253. Minutes of a National Security Council Meeting1

SUBJECT

  • U.S. Relations with the USSR

PARTICIPANTS

  • The President
  • The Vice President

    • Admiral Daniel Murphy
  • STATE

    • Deputy Secretary Kenneth Dam
    • Mr. Robert Blackwell
  • TREASURY

    • Secretary Donald T. Regan
    • Mr. Marc Leland
  • OSD

    • Secretary Casper Weinberger
    • Deputy Secretary Frank Carlucci
  • AGRICULTURE

    • Secretary John Block
  • COMMERCE

    • Secretary Malcolm Baldridge
    • Mr. Lionel Olmer
  • OMB

    • Dr. Alton Keel
  • CIA

    • Mr. William Casey
  • USUN

    • Ambassador Jeane Kirkpatrick
  • JCS

    • General John Vessey
  • ACDA

    • Mr. Robert Gray
  • USIA

    • Mr. Charles Wick
  • WHITE HOUSE

    • Mr. Edwin Meese III
    • Mr. James Baker III
    • Judge William P. Clark
    • Mr. Richard Darman
    • Rear Admiral John Poindexter
  • NSC

    • Dr. Richard Pipes
    • Colonel Michael O. Wheeler

Minutes

Judge Clark began the meeting by reviewing the course of the study2 on U.S.-Soviet relations and by noting that no decision was required at this point. He noted that there was disagreement on several issues, which would be discussed during the course of the meeting.

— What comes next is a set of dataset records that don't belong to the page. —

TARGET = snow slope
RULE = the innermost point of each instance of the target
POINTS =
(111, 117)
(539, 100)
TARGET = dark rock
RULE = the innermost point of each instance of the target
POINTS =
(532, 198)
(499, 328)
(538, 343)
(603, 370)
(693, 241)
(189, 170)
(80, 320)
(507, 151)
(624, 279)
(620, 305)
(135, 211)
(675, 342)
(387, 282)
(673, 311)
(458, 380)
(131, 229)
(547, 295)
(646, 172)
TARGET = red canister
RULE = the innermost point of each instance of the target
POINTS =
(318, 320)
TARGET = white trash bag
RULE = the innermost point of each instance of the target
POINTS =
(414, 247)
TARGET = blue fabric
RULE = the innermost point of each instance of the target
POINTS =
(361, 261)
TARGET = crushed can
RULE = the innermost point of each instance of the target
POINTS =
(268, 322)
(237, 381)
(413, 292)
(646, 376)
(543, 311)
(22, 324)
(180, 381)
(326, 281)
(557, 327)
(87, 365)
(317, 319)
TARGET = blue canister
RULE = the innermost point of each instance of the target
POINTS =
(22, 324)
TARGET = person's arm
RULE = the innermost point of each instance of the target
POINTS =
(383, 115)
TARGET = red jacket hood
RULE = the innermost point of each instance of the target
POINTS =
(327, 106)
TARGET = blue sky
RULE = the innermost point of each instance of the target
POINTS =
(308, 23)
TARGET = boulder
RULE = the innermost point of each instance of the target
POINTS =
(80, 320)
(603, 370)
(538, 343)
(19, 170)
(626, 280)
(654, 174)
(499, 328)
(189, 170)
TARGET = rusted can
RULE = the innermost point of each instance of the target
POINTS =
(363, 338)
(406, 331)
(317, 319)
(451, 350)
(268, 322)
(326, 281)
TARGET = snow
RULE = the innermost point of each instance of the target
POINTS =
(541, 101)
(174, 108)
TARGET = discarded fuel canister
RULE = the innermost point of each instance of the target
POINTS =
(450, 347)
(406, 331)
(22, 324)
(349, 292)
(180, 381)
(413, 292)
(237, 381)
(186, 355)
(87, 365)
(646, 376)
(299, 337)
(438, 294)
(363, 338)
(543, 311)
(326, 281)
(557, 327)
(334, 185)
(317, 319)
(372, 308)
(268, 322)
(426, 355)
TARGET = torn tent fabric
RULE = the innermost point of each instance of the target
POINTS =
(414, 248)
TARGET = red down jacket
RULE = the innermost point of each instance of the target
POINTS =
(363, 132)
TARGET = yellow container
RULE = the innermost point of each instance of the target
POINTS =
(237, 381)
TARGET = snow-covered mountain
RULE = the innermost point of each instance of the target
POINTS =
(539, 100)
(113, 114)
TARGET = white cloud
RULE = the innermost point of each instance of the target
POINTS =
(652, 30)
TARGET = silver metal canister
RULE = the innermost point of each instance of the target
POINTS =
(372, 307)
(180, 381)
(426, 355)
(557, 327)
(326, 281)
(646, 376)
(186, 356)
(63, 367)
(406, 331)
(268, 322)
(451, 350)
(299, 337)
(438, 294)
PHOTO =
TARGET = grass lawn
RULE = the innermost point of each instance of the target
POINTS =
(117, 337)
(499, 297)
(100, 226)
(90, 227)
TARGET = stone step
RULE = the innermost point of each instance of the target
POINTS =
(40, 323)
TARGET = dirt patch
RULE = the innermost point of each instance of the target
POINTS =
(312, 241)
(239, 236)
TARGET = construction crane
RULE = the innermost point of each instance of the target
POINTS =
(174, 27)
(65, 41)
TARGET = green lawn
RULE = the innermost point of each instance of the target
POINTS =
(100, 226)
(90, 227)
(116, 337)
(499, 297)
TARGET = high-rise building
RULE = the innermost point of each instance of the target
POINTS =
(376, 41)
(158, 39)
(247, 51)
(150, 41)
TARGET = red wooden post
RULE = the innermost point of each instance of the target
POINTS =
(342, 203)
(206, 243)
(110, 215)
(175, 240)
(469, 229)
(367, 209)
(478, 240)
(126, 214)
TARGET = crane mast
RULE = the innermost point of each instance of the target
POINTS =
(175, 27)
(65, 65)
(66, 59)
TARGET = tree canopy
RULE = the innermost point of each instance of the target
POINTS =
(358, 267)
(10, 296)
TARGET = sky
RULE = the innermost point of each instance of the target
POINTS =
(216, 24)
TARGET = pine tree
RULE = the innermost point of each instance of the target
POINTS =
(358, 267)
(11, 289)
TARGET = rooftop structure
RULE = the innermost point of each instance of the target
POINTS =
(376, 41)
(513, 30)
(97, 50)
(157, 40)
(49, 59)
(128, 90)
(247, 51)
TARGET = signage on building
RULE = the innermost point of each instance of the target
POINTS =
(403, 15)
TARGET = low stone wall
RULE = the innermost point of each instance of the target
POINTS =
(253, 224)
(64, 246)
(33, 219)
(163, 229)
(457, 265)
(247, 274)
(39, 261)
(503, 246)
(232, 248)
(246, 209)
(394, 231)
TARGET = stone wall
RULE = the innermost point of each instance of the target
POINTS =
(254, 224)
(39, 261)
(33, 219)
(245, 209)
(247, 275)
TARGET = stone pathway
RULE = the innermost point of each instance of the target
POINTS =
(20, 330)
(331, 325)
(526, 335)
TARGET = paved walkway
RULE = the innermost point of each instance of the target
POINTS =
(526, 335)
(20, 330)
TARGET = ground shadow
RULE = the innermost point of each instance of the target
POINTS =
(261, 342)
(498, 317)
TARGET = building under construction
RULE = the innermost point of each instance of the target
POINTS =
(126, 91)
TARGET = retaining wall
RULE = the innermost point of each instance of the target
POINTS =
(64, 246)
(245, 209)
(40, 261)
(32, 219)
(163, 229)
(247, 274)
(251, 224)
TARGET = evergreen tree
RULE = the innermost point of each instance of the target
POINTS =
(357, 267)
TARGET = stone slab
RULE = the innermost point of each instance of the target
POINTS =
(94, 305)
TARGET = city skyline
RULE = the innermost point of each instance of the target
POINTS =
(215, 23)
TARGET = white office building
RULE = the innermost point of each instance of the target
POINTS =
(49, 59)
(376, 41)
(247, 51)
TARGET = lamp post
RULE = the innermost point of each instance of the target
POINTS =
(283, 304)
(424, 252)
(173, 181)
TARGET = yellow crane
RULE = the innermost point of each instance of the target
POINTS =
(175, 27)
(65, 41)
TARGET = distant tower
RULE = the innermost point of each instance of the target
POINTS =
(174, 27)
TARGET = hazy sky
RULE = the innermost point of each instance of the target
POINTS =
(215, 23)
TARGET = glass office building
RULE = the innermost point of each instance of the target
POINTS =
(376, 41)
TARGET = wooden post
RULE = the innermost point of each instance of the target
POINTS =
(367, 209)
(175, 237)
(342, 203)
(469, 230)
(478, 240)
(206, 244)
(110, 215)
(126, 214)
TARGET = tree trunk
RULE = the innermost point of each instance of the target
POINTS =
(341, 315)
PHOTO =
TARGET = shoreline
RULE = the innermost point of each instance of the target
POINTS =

Deputy Secretary Dam was asked to discuss the study in detail. He pointed out that the differences could be viewed as relatively minor, given the scope of the study and the importance of the subject. All agree, he said, that U.S. policy should contribute to containing (and over time reversing) Soviet expansionism, should promote internal [Page 834] change in the Soviet system, and should involve negotiation where U.S. interest would be served by such an approach. He reviewed the major elements of the study, and then described the general areas of difference: (1) whether U.S. policy should have as a goal inducing the Soviets to shift resources from capital investment in heavy industry and related activities toward the consumer sector; (2) whether we should adopt as a goal refraining from assisting the Soviet in developing their natural resources; (3) and whether there should be boycotts on agriculture as part of total trade.

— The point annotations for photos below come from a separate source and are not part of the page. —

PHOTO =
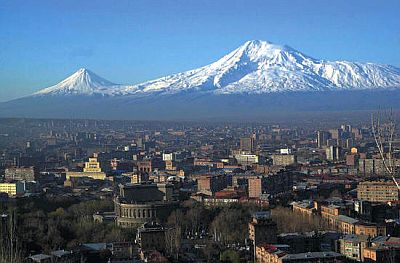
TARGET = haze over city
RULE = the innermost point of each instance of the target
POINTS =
(233, 131)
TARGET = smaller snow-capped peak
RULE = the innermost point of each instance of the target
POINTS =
(82, 82)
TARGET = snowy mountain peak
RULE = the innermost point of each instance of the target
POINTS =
(82, 82)
(256, 67)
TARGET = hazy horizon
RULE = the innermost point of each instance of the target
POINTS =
(135, 42)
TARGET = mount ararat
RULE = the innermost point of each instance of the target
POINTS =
(257, 79)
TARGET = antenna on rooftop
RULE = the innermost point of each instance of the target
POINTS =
(384, 132)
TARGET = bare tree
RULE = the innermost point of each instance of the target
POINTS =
(384, 133)
(9, 244)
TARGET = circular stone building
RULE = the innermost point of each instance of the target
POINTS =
(137, 204)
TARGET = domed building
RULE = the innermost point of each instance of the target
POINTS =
(137, 204)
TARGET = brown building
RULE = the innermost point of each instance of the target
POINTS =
(144, 166)
(151, 236)
(262, 229)
(370, 229)
(137, 204)
(269, 184)
(20, 173)
(211, 183)
(247, 144)
(378, 191)
(272, 254)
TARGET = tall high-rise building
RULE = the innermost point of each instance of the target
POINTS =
(322, 138)
(247, 144)
(333, 153)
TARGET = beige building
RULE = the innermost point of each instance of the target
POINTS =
(378, 191)
(284, 159)
(92, 170)
(20, 173)
(137, 204)
(12, 189)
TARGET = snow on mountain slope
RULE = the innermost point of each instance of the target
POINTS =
(254, 68)
(82, 82)
(261, 67)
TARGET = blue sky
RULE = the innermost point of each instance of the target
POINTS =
(130, 41)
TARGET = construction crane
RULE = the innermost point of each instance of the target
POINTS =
(384, 134)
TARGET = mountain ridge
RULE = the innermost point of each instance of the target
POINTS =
(256, 67)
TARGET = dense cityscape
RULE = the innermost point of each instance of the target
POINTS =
(128, 191)
(204, 131)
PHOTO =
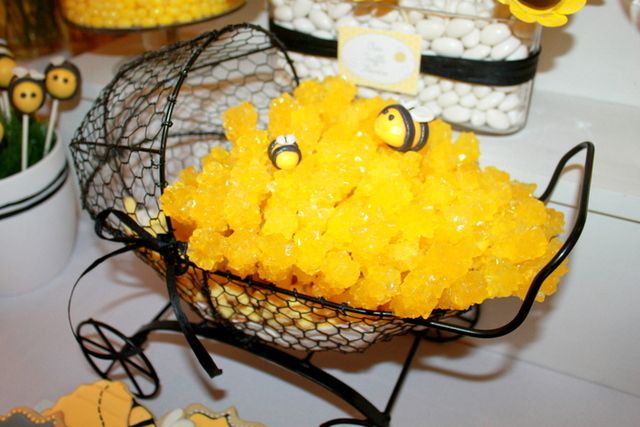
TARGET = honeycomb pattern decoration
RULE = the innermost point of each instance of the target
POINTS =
(161, 113)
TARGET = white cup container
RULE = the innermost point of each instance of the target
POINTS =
(38, 223)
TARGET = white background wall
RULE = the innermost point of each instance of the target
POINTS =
(596, 55)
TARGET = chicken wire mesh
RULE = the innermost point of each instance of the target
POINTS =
(162, 113)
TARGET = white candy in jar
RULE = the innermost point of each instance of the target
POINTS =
(482, 107)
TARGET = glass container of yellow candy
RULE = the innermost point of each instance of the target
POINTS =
(134, 14)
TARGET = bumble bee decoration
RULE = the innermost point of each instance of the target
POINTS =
(284, 152)
(403, 129)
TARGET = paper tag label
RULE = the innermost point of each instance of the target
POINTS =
(386, 60)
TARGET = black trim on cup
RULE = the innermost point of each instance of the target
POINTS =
(14, 208)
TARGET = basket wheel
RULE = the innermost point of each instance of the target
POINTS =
(467, 318)
(115, 356)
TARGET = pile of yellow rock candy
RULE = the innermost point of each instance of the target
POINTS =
(357, 222)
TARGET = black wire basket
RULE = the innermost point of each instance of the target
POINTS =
(160, 114)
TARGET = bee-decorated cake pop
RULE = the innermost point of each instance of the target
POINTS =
(27, 93)
(403, 129)
(284, 152)
(7, 64)
(62, 79)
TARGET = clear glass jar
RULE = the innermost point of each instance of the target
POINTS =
(489, 57)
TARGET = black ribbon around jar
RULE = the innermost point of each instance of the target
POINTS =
(491, 73)
(175, 263)
(16, 207)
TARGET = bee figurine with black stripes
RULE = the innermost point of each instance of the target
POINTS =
(284, 152)
(403, 129)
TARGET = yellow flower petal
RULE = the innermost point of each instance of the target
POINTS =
(552, 20)
(521, 13)
(567, 7)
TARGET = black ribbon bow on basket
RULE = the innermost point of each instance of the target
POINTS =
(173, 254)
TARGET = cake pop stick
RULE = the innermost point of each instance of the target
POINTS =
(62, 80)
(7, 64)
(26, 92)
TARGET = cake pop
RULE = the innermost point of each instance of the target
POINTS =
(7, 64)
(62, 80)
(27, 93)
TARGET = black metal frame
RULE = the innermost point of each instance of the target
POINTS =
(130, 348)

The President commented that he could save some discussion by pointing out that he had crossed out contentious lines on pages two and two/A3 of the draft National Security Decision Document [the President points to the lines]—they are provocative and should not be allowed to leak. The President stated that nothing should be in the paper that we don’t want to tell the Russians; we know what our policy is if the situation calls for its implementation.

Secretary Weinberger agreed that if we are clear about our policy, it does not matter what is in the paper.

The President pointed out that this approach would be what he always has thought of as a part of quiet diplomacy.

Secretary Weinberger cautioned that if something is taken out of the draft, however, some may interpret that to be a shift in policy.

Secretary Baldridge was asked by Judge Clark if he had anything he wished to say. Secretary Baldridge proceeded to point out that he disagreed with Secretary Weinberger on the issue of refraining from assisting the Soviets with development of their natural resources. To do that would be to wage economic warfare. He pointed out that he thought interagency agreement had been reached to take this out of the drafts, and did not understand why it was in the paper.

Judge Clark stated that the general rule is that all significant disagreements should be placed on the table.

[At this point, the President received a note which informed him of the crash of an FBI aircraft in Ohio. He expressed his deep sympathy for the families, since there were four FBI agents involved with eleven children among them.]

[Page 835]

Discussion continued among Dam, Weinberger, and Baldridge on the question of Soviet natural resource development. Judge Clark asked Secretary Regan if he wished to comment.

Secretary Regan shifted the discussion to the question of technology transfer, and pointed out that the paper was ambiguous in terms of not specifying whether high or low technology was intended.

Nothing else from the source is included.